Not only is this view ridiculous, it’s hurtful. To make matters worse, it’s coming from someone who I see constantly and whose opinion of me matters a great deal.
Don’t get me wrong, it’s way harder for my girlfriend to deal with this, but it sucks for me and for us as a couple too. Part of being in a serious relationship is getting to know your significant other’s family. I will probably never meet my girlfriend’s extended family because they are so uncomfortable with homosexuality. As for her mother, how can I be myself around her when I know she isn’t comfortable with me?
For those of you who are going to tell me to ignore it or avoid it, well, it’s not that easy. My girlfriend is still in college and she lives with her parents. She comes over to my place a lot, but, once in a while, I return the favor.
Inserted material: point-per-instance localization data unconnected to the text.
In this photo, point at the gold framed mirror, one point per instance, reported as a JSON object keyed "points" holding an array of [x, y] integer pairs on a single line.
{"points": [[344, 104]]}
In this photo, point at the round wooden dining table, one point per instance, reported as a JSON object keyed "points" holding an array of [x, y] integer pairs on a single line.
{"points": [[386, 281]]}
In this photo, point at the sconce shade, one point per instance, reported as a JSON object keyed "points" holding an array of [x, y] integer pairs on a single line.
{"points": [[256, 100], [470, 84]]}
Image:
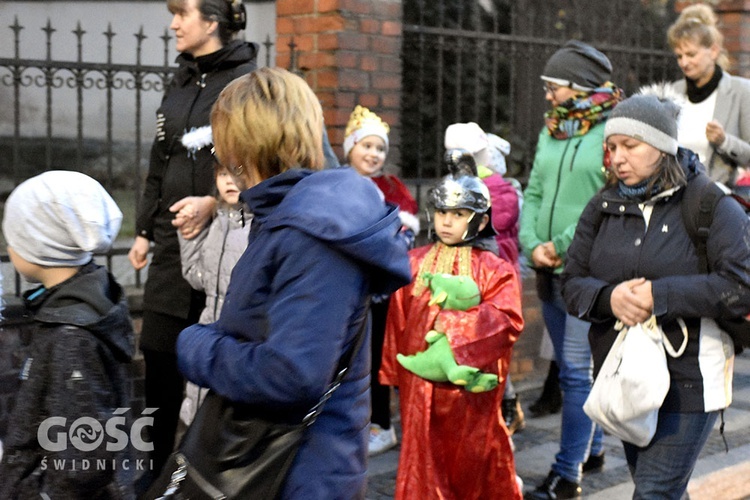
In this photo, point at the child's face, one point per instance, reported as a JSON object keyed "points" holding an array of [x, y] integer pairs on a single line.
{"points": [[228, 187], [451, 225], [368, 155]]}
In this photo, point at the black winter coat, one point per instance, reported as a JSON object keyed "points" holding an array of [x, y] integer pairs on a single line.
{"points": [[613, 244], [174, 173]]}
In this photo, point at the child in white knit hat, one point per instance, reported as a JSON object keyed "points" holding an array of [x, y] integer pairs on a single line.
{"points": [[74, 366], [486, 148]]}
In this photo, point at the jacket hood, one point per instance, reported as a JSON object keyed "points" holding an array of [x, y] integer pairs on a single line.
{"points": [[91, 300], [341, 208]]}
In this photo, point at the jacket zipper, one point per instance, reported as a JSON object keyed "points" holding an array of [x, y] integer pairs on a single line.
{"points": [[557, 189]]}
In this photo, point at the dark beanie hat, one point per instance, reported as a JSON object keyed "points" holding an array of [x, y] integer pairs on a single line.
{"points": [[580, 65], [649, 116]]}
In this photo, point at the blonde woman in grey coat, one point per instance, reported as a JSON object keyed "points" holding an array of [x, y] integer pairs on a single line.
{"points": [[208, 259], [715, 119]]}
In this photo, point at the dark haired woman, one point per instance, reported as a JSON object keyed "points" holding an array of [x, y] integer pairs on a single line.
{"points": [[209, 59]]}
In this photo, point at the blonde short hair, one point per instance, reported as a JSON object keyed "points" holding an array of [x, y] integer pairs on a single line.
{"points": [[698, 24], [268, 121]]}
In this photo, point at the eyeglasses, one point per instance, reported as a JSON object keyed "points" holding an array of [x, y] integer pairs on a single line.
{"points": [[233, 170]]}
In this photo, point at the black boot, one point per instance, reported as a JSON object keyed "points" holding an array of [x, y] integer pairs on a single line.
{"points": [[555, 487], [551, 399], [513, 415]]}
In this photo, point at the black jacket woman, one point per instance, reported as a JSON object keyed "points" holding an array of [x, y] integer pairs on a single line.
{"points": [[209, 59], [632, 258]]}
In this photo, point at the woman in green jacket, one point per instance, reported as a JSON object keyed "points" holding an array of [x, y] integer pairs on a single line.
{"points": [[568, 169]]}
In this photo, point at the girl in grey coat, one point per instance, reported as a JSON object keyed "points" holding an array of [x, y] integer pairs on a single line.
{"points": [[207, 262]]}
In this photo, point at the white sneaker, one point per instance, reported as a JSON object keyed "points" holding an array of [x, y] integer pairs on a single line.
{"points": [[381, 439]]}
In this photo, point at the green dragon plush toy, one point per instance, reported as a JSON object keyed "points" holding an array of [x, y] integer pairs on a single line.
{"points": [[437, 363]]}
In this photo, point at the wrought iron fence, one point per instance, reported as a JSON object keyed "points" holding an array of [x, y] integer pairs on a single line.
{"points": [[82, 115], [481, 61]]}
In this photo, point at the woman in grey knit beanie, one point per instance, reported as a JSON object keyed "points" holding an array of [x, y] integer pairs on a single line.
{"points": [[632, 260]]}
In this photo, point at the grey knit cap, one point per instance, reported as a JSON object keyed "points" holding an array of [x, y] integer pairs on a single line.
{"points": [[60, 219], [578, 65], [649, 119]]}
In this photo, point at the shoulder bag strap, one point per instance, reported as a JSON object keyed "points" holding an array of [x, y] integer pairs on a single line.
{"points": [[341, 369]]}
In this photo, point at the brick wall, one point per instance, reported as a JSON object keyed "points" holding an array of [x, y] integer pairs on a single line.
{"points": [[349, 52]]}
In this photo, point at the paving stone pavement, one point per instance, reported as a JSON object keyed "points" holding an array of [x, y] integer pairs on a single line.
{"points": [[719, 475]]}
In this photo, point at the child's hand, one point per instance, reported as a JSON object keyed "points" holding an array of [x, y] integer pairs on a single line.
{"points": [[192, 214]]}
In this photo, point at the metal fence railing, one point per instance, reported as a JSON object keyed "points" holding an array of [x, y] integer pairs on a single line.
{"points": [[480, 61], [93, 116]]}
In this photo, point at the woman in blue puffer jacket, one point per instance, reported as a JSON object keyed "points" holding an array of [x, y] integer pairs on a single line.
{"points": [[321, 242]]}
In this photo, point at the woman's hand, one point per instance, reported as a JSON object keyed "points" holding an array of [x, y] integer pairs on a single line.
{"points": [[715, 133], [632, 301], [545, 255], [192, 213], [138, 253]]}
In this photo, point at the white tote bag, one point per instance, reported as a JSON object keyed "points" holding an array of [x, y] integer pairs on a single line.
{"points": [[633, 382]]}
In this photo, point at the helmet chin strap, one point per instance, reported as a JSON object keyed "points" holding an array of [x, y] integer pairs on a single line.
{"points": [[468, 227]]}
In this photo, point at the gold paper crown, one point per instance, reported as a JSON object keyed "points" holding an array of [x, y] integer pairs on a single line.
{"points": [[362, 116]]}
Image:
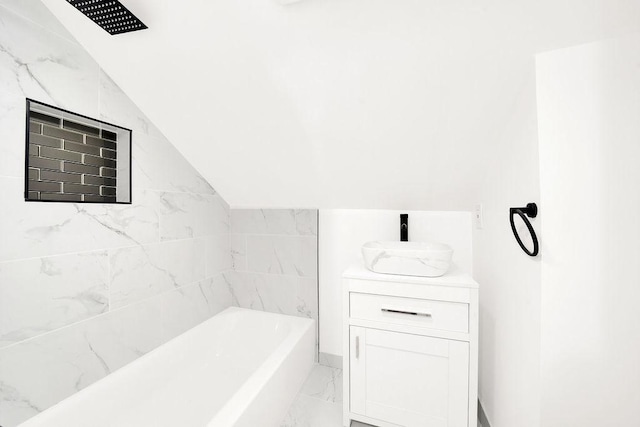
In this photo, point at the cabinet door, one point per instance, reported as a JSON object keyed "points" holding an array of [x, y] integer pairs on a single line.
{"points": [[409, 380]]}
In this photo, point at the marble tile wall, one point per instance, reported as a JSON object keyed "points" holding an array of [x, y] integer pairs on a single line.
{"points": [[86, 289], [275, 260]]}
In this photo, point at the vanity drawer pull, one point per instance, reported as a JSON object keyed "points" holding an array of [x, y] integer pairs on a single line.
{"points": [[423, 313], [411, 313]]}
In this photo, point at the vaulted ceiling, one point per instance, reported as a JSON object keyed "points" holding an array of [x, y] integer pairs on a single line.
{"points": [[340, 103]]}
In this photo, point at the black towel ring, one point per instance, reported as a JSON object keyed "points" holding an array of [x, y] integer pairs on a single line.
{"points": [[531, 211]]}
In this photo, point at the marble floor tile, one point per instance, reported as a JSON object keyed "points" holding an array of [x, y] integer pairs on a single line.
{"points": [[308, 411], [324, 383], [319, 403]]}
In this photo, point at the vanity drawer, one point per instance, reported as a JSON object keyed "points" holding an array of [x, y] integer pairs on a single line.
{"points": [[448, 316]]}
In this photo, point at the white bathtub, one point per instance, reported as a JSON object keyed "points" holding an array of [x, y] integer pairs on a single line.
{"points": [[239, 368]]}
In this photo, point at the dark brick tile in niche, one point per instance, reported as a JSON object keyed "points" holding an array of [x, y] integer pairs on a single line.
{"points": [[97, 142], [95, 180], [81, 148], [99, 161], [60, 176], [35, 127], [61, 197], [72, 158], [45, 140], [81, 189], [111, 136], [38, 162], [108, 191], [62, 133], [51, 187], [100, 199], [74, 167], [53, 153], [44, 118], [109, 154], [80, 128], [108, 172]]}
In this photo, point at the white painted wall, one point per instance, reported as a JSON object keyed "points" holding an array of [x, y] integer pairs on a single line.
{"points": [[343, 231], [296, 99], [509, 279], [589, 122]]}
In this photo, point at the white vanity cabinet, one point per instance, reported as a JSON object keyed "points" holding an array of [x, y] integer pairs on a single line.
{"points": [[410, 349]]}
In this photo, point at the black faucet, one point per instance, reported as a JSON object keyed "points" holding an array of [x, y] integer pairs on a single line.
{"points": [[404, 227]]}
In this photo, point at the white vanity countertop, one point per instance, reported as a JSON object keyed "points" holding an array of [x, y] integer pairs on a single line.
{"points": [[453, 278]]}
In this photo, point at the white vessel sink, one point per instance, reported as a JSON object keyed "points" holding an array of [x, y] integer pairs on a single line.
{"points": [[407, 258]]}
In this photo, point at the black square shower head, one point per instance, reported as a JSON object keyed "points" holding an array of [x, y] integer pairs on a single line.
{"points": [[110, 15]]}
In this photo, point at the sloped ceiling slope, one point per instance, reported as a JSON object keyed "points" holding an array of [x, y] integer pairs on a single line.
{"points": [[340, 103]]}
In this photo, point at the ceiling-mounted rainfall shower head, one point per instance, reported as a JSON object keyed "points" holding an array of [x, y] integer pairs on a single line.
{"points": [[110, 15]]}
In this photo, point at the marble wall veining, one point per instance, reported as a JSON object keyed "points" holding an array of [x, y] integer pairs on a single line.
{"points": [[86, 289], [275, 260]]}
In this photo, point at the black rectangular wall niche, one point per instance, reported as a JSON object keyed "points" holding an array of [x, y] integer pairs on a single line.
{"points": [[74, 158]]}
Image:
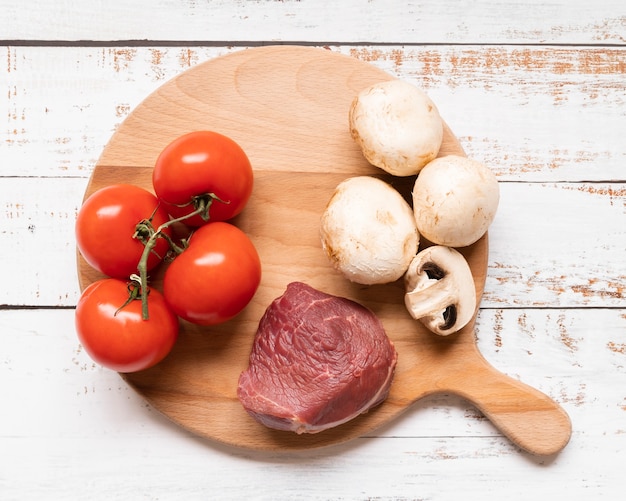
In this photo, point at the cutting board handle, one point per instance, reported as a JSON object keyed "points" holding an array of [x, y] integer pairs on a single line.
{"points": [[528, 417]]}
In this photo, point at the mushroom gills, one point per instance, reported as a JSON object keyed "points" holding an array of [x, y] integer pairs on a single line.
{"points": [[440, 290]]}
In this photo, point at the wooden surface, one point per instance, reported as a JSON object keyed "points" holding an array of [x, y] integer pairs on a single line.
{"points": [[287, 106], [534, 89]]}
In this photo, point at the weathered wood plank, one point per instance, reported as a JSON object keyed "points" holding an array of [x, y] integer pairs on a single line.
{"points": [[551, 245], [69, 409], [530, 113], [326, 21]]}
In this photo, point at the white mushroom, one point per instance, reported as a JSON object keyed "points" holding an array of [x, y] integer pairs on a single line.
{"points": [[397, 126], [455, 200], [440, 290], [368, 231]]}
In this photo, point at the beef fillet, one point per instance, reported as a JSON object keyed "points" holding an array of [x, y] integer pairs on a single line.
{"points": [[317, 361]]}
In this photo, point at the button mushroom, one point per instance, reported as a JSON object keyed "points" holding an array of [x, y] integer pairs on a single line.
{"points": [[455, 200], [397, 127], [368, 231], [440, 290]]}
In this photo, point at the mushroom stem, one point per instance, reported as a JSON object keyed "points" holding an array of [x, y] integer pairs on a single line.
{"points": [[440, 290], [422, 304]]}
I like going over there because her apartment is outside the city and is very relaxing. I enjoy hanging out with her friends and, you know, seeing trees for once.
Inside the privacy of my girlfriend’s apartment, her mother is totally fine. But she has told my girlfriend not to hold my hand in public because the neighbors might see. To her, the fact that her daughter is a lesbian means she was a crappy parent.
My girlfriend and I hold hands whenever and wherever we want and we don’t try to hide our sexuality. I think it’s important not to indulge her mother’s homophobic ideas. I don’t want to be introduced as anything other than “my girlfriend” if I meet her extended family. Obviously, I won’t be sticking my tongue down her throat at the dinner table, but I refuse to pretend that we’re just friends. Maybe this means I’ll never be as close with her family as I would like, but at least I’m not sacrificing a huge part of who I am for a view that I completely disagree with.
I guess for now, I have to be satisfied with friendly yet distant. Maybe someday that will change.